In a blog post from 2022 reflecting on human rights policy at Glasgow 2014, Professor Grant Jarvie remarked that “When review of the Scottish Sporting Landscape asked Scottish sport if it aspired to be a world leader on sport and human rights an opportunity was lost”.
Earlier this year The Scottish Government gathered views to help inform how we will take forward a new Human Rights Bill for Scotland. The Bill will incorporate a range of economic, social and cultural rights into Scots law for the first time, and will establish the importance of human rights at law. In our response to the consultation, LEAP Sports proposed that a comprehensive Human Rights Bill for Scotland, should be ambitious in its consideration of the right to access and participate in sport and physical activity.

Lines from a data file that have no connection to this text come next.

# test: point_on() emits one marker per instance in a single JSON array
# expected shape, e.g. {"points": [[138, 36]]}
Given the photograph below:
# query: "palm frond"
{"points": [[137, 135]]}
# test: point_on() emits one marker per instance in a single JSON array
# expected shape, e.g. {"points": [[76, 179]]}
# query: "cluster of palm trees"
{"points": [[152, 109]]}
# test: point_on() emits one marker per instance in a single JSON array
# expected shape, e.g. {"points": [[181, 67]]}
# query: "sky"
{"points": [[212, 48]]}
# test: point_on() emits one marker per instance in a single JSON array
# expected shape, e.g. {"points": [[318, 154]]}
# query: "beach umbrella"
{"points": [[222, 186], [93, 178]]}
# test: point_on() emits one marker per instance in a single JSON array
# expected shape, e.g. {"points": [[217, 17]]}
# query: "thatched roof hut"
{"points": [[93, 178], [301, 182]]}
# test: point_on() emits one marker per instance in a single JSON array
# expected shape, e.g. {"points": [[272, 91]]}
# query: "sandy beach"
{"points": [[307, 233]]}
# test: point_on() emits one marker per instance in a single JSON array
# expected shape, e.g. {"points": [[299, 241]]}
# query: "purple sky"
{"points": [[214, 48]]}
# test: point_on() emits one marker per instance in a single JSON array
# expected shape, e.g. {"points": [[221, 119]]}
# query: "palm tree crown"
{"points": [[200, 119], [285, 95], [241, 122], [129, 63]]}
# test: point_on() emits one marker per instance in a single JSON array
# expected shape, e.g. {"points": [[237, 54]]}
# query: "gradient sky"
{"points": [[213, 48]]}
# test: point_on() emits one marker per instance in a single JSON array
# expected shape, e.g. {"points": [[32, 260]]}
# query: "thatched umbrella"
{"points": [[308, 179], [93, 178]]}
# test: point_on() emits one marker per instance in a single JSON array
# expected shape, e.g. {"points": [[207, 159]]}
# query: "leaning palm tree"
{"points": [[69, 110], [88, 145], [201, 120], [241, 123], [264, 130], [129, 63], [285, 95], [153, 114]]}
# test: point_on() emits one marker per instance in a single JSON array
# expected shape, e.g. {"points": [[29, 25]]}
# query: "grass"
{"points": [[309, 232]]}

Opportunities to discuss the role of sport during the consultation were however limited, and perhaps represent another opportunity lost.
This past year has also seen a long overdue overhaul of the UK Sports Councils Equality Standard in Sport, rethinking the way in which equality and inclusion is embedded into sport. The new ‘Moving to Inclusion’ framework is a strong shift towards building a Scottish sports system where a culture of equality and inclusion lives and thrives, which is in alignment with the Scottish Government ambition to develop a human rights culture, and about making sure that people’s rights are put at the very centre of policies and practices. Another opportunity? Lost.
Understanding and developing these alignments are a crucial part of establishing long term change, and necessary as Brexit has reduced the layers of human rights protection afforded to the UK, including Scotland. Sport in the UK as a whole lags behind other areas of civic society in its adoption of human rights based approaches in decision making and governance frameworks. In this regard, sport in the UK also lags behind European counterparts. This can be seen in the UK’s decision not to join the Council of Europe’s Enlarged Partial Agreement on Sport (EPAS) despite the UK being a member of the Council of Europe. EPAS provides a platform for intergovernmental sports co-operation in relation to human rights and equality in sport and with the aim of making sport more ethical, more inclusive and safer. It is regrettable that as the UK does not take a place at the Council of Europe’s Enlarged Partial Agreement on Sport, then not only are the UK interests not represented, but neither are Scotland’s interests represented within this important mechanism for human rights in sport. Furthermore, this isolates Scottish sport from a key opportunity to access international best practice in the area of human rights in sport.
We don't have to look too far from here for an example of a good starting point: the Northern Ireland Sport & Human Rights Forum was established to open this agenda in Northern Ireland 2019.
We cannot afford to delay this discussion any longer. We cannot continue to lose opportunities to build on this agenda. The time for Human Rights is Now, the time for Human Rights in Scottish sport is now.